The Hernando County Commission agreed initially with the citizen opposition. The rezoning died on a 3-2 vote. However, the county resurrected it shortly afterward. Register met with the residents, promised to be a good neighbor and the commission reversed itself two months later. Register Chevrolet is now a business staple along the highway. Others followed. Within a mile is a Buick/Pontiac/GMC dealership and a Dodge/Chrysler/Jeep lot.

So, how do people feel now, more than a decade after the fight?

"People were upset at first, but they got used to it," Maxine Kolbe said.

She and her husband, Edward, moved to Brookridge the year before the dispute. Today, Edward is second vice president of the neighborhood association and is knowledgeable of problems within the community.

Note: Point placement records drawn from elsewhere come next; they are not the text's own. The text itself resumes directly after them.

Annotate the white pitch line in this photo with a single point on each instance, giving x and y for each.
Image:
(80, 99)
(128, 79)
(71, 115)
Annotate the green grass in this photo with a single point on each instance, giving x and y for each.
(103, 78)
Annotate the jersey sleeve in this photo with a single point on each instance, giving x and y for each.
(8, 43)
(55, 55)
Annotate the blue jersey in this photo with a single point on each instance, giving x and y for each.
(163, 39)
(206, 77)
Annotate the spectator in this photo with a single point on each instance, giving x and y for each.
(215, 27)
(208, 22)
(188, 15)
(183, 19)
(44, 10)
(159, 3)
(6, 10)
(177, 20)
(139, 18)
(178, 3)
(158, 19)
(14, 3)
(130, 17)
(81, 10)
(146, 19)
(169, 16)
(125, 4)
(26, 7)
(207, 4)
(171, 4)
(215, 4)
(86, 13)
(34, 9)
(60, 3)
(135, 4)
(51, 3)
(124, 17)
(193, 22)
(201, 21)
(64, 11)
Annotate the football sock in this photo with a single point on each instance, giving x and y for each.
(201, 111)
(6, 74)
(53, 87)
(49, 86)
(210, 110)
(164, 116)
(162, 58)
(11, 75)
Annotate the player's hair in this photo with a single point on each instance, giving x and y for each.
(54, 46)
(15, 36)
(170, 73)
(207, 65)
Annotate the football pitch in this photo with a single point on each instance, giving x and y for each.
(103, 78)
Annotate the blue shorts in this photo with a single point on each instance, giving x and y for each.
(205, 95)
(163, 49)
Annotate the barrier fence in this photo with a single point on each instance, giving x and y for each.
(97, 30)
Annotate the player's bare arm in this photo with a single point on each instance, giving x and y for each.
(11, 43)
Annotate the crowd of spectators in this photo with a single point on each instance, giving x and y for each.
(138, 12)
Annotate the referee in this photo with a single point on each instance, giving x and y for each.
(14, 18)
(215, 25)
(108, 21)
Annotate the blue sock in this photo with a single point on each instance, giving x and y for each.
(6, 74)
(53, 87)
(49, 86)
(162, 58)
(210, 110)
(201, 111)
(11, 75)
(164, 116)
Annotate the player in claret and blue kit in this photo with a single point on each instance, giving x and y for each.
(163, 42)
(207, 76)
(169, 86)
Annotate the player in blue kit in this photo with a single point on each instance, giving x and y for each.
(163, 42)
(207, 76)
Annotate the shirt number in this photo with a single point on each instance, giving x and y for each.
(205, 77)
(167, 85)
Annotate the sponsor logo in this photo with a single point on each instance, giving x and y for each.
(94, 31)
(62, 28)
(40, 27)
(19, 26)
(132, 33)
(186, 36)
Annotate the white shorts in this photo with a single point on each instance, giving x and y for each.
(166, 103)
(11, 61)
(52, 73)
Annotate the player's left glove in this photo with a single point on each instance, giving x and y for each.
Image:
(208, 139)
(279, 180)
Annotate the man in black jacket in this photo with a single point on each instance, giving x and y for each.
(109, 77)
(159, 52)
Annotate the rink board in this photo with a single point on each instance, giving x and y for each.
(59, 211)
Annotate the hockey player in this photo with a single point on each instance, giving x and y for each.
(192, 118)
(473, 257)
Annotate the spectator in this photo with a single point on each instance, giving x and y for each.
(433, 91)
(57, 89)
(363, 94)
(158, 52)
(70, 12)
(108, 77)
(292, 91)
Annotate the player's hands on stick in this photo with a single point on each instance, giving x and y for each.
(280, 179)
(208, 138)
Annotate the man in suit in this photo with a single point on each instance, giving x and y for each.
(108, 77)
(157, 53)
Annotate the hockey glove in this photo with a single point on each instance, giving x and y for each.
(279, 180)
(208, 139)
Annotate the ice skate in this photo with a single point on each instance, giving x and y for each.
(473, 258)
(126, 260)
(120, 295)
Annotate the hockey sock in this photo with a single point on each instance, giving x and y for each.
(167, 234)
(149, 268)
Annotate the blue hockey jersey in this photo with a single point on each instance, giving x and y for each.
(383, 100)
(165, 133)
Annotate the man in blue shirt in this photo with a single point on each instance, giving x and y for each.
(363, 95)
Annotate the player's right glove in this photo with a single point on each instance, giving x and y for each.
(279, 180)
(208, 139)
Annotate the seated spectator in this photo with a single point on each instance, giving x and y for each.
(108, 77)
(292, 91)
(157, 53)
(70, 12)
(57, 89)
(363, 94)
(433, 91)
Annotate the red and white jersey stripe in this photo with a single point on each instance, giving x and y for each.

"We've never had complaints about noise," Edward Kolbe said. "The car dealer doesn't give you trouble. It's neat. The road is decent. We've never had a complaint about the lights."

Besides, said Kolbe, "our property values have gone up tremendously."

Don't attribute that to the Malibus and Impalas parked out front. But it is indicative that the auto dealer didn't depress home values, either, as residents in the well-manicured, deed-restricted community feared.

The episode provides a valuable lesson to central Pasco County, where residents are now concerned about eight planned dealerships in Land O'Lakes and Wesley Chapel.

The public should pay heed that car dealers didn't kill the neighborhood. Dealers should note that Register wasn't overbearing. He paid for a full-page newspaper advertisement informing people about his plans. He agreed to more than a dozen conditions that were more restrictive than what the county had on the books at the time.

Tuesday, Pasco County commissioners proposed new controls for the pending dealerships here, some of which are reminiscent of the big-box ordinance architectural and aesthetic guidelines.

According to the proposed ordinance, which still must be judged by the Citizens Ordinance Review Committee and be subjected to two public hearings, new car dealerships must:

Prohibit test drives on residential neighborhood streets.

Use lighting fixtures that do not illuminate beyond the dealership.

Turn off the lights, except security lighting, at 9 p.m.

Not use an outdoor public address system.

Install 3-foot tall landscape buffers atop the usual roadside berms.

Not use stages or other structures to elevate its inventory.

Provide a 75-foot-wide green space buffer.

The dealerships can't be outlawed. The current land-use categories, established in 1989, allow car sales on property designated for general commercial use. Controlling the businesses' appearances and some operations is the best alternative for the county.

"It's not perfect," said county attorney Bob Sumner, but the county "wanted quick action to deal with the current problems."

It worked in Hernando. It is worth a try here.